You need to profile the code to be sure, but I would be surprised if the timing difference did not come from R having to turn each factor variable into two binary variables as it prepares the model matrix.
Try
Rprof("rpartProfile.Rprof")
rpart( y ~ ., data = x.fac, method = 'anova')
Rprof()
summaryRprof("rpartProfile.Rprof")
and look to see where the time is being spent. Which I have now done:
> summaryRprof("rpartProfile.Rprof")
$by.self
self.time self.pct total.time total.pct
"[[<-.data.frame" 786.46 72.45 786.56 72.46
"rpart.matrix" 294.26 27.11 1081.78 99.66
"model.frame.default" 1.04 0.10 3.00 0.28
"terms.formula" 0.96 0.09 0.96 0.09
"as.list.data.frame" 0.46 0.04 0.46 0.04
"makepredictcall.default" 0.46 0.04 0.46 0.04
"rpart" 0.44 0.04 1085.38 99.99
"[[.data.frame" 0.16 0.01 0.42 0.04
"<Anonymous>" 0.16 0.01 0.18 0.02
"match" 0.14 0.01 0.22 0.02
"print" 0.12 0.01 0.12 0.01
"model.matrix.default" 0.10 0.01 0.44 0.04
....
$by.total
total.time total.pct self.time self.pct
"rpart" 1085.38 99.99 0.44 0.04
"rpart.matrix" 1081.78 99.66 294.26 27.11
"[[<-" 786.62 72.47 0.06 0.01
"[[<-.data.frame" 786.56 72.46 786.46 72.45
"model.frame.default" 3.00 0.28 1.04 0.10
"eval" 3.00 0.28 0.04 0.00
"eval.parent" 3.00 0.28 0.00 0.00
"model.frame" 3.00 0.28 0.00 0.00
"terms.formula" 0.96 0.09 0.96 0.09
"terms" 0.96 0.09 0.00 0.00
"makepredictcall" 0.50 0.05 0.04 0.00
"as.list.data.frame" 0.46 0.04 0.46 0.04
"makepredictcall.default" 0.46 0.04 0.46 0.04
"as.list" 0.46 0.04 0.00 0.00
"vapply" 0.46 0.04 0.00 0.00
"model.matrix.default" 0.44 0.04 0.10 0.01
"[[" 0.44 0.04 0.02 0.00
"model.matrix" 0.44 0.04 0.00 0.00
....
$sample.interval
[1] 0.02
$sampling.time
[1] 1085.5
Note from the above that a big chunk of time is spent in function rpart.matrix
:
> rpart:::rpart.matrix
function (frame)
{
if (!inherits(frame, "data.frame") || is.null(attr(frame,
"terms")))
return(as.matrix(frame))
for (i in 1:ncol(frame)) {
if (is.character(frame[[i]]))
frame[[i]] <- as.numeric(factor(frame[[i]]))

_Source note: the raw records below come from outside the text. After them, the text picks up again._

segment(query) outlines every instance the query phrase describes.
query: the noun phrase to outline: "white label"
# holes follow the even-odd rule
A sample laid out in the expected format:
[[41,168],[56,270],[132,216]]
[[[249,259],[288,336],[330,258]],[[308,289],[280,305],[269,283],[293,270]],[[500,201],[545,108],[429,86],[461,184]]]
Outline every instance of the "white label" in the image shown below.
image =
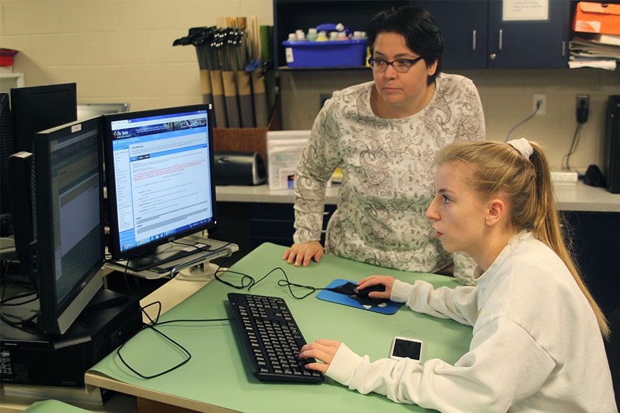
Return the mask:
[[293,47],[287,47],[285,49],[285,52],[287,54],[287,63],[292,63],[294,60],[293,60]]
[[548,20],[549,0],[504,0],[502,20]]

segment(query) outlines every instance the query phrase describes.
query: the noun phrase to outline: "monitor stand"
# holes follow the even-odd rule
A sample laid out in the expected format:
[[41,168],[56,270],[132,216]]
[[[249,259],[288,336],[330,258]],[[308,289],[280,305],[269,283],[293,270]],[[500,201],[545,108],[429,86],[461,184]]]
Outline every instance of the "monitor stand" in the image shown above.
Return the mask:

else if (!is.numeric(frame[[i]]))
frame[[i]] <- as.numeric(frame[[i]])
}
X <- model.matrix(attr(frame, "terms"), frame)[, -1L, drop = FALSE]

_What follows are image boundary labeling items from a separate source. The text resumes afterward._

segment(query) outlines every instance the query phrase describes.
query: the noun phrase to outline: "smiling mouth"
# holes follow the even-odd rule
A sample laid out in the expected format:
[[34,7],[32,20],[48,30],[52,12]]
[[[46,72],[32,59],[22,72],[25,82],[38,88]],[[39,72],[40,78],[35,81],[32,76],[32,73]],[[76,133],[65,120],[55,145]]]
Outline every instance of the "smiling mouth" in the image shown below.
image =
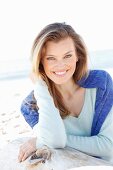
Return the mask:
[[66,71],[55,71],[55,72],[53,72],[55,75],[57,75],[57,76],[64,76],[66,73],[67,73],[67,71],[68,70],[66,70]]

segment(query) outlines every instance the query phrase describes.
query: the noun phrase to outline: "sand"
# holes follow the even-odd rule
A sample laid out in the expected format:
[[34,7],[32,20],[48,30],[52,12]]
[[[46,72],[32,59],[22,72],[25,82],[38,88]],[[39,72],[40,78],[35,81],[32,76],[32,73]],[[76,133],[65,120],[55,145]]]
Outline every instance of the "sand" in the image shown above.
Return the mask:
[[[113,77],[113,69],[107,71]],[[0,149],[14,139],[33,135],[20,112],[22,100],[32,89],[28,78],[0,81]]]
[[20,112],[20,105],[33,85],[27,78],[0,81],[0,149],[23,136],[32,136],[32,129]]

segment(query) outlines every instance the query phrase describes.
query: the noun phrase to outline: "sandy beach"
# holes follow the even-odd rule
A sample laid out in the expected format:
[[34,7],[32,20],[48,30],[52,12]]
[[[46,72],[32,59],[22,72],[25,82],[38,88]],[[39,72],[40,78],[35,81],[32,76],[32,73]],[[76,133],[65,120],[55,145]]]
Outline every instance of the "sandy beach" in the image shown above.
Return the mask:
[[20,112],[21,102],[32,88],[27,78],[0,82],[0,149],[16,138],[32,135]]
[[[113,77],[113,69],[107,71]],[[22,100],[32,89],[28,78],[0,81],[0,148],[19,137],[33,135],[20,112]]]

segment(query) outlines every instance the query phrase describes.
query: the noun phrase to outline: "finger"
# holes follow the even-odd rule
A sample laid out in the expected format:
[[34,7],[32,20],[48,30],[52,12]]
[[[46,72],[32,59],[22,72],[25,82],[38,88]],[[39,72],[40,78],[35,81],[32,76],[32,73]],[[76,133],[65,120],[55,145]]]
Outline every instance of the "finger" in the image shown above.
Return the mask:
[[19,162],[22,162],[23,156],[24,156],[24,152],[19,153],[19,155],[18,155]]
[[32,152],[25,152],[25,154],[22,157],[22,161],[25,161],[31,154]]
[[18,154],[18,160],[19,162],[22,162],[22,158],[26,152],[26,148],[20,147],[19,154]]

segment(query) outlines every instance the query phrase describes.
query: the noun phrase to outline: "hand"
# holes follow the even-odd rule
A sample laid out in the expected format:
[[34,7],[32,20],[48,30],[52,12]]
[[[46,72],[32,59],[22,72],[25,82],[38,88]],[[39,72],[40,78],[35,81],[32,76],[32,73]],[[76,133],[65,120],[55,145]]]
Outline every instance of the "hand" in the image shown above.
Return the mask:
[[19,162],[26,160],[30,155],[32,155],[32,153],[34,153],[37,150],[36,139],[37,138],[32,138],[20,146],[18,155]]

colnames(X) <- sub("^`(.*)`", "\\1", colnames(X))
class(X) <- c("rpart.matrix", class(X))
X
}
But it is the for
loop in that function where most of the time is spent, essentially converting each column and adding them back to the data frame.